I wrote in “Don’t pop down to Belgium to buy your phone…” that “After a little research, it turns out that Apple has certainly made the Belgian modes SIM-lock free exactly as the Belgian courts require — hard bundling, or koppelverkoop, is illegal in Belgium. However, the new SIMs must come from Belgium. SIM cards from any other country will not work. So, if you’re hoping to drive south of the border and pick yourself up a cheap Belgium SIM-lock free iPhone 3G to use in the Netherlands — or indeed anywhere else in the world, you’d be €600 out of pocket and the unhappy owner of a brick (or some heft roaming charges).”

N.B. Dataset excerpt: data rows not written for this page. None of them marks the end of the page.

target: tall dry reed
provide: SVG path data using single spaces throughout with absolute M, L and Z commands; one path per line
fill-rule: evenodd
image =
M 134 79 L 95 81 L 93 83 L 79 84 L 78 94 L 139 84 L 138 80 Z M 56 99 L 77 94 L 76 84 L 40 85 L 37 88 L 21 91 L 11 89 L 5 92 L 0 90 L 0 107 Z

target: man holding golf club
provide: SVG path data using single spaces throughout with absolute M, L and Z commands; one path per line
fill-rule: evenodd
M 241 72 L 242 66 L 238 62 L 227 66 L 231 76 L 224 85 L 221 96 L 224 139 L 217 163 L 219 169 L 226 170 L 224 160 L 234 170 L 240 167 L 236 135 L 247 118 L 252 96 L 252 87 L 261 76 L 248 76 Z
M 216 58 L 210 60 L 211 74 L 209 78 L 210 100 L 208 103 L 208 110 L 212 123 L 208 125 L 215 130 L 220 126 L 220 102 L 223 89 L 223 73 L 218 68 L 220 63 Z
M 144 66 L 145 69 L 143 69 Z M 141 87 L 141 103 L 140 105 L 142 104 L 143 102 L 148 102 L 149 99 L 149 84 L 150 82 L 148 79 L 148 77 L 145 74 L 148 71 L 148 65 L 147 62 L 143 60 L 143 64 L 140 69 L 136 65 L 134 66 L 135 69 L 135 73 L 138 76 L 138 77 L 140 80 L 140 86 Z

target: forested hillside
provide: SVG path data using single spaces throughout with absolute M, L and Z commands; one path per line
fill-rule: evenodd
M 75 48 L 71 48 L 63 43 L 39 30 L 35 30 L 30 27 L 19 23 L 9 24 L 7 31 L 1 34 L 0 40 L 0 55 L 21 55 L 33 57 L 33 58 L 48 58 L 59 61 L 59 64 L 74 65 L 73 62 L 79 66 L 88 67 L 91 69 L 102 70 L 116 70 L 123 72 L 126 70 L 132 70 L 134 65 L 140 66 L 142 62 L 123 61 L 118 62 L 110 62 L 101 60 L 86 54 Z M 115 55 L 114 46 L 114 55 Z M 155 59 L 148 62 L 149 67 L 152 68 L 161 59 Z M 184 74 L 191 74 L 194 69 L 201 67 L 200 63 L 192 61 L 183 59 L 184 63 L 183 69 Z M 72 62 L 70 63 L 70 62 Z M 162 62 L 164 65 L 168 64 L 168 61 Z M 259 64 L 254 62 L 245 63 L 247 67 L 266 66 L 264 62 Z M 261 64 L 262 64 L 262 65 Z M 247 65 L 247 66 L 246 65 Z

As Knight points out in the comments, the Belgium iPhones do indeed work with any SIM from any network and any country. What confused me was that Mobistar and Apple said (at the time of writing the post) that the iPhones would not work with SIMs from other countries. Since then, they have taken this notice down from the website. It was either a straight lie in order to prevent consumers from other countries visiting Belgium to buy their iPhones, or since then — perhaps based on a court order — Apple has made their iPhones fully SIM-lock free in Belgium. As Knight also points out, it does leave me with a comparatively rather expensive (and as I write, still SIM-locked) iPhone. <sigh> For our American readers, you’re still looking at around $900-something for a SIM-lock free iPhone. Also note that they are, just as in other countries, very scarce.
Next step: how many mail order Belgium iPhone businesses are we going to see start up? How much more, if anything, will people be willing to pay for a legally unlocked iPhone? Given that some good apps only work with Installer (i.e. only work on a jail-broken iPhone), will some people attach more value to a jail-broken iPhone that a legal one?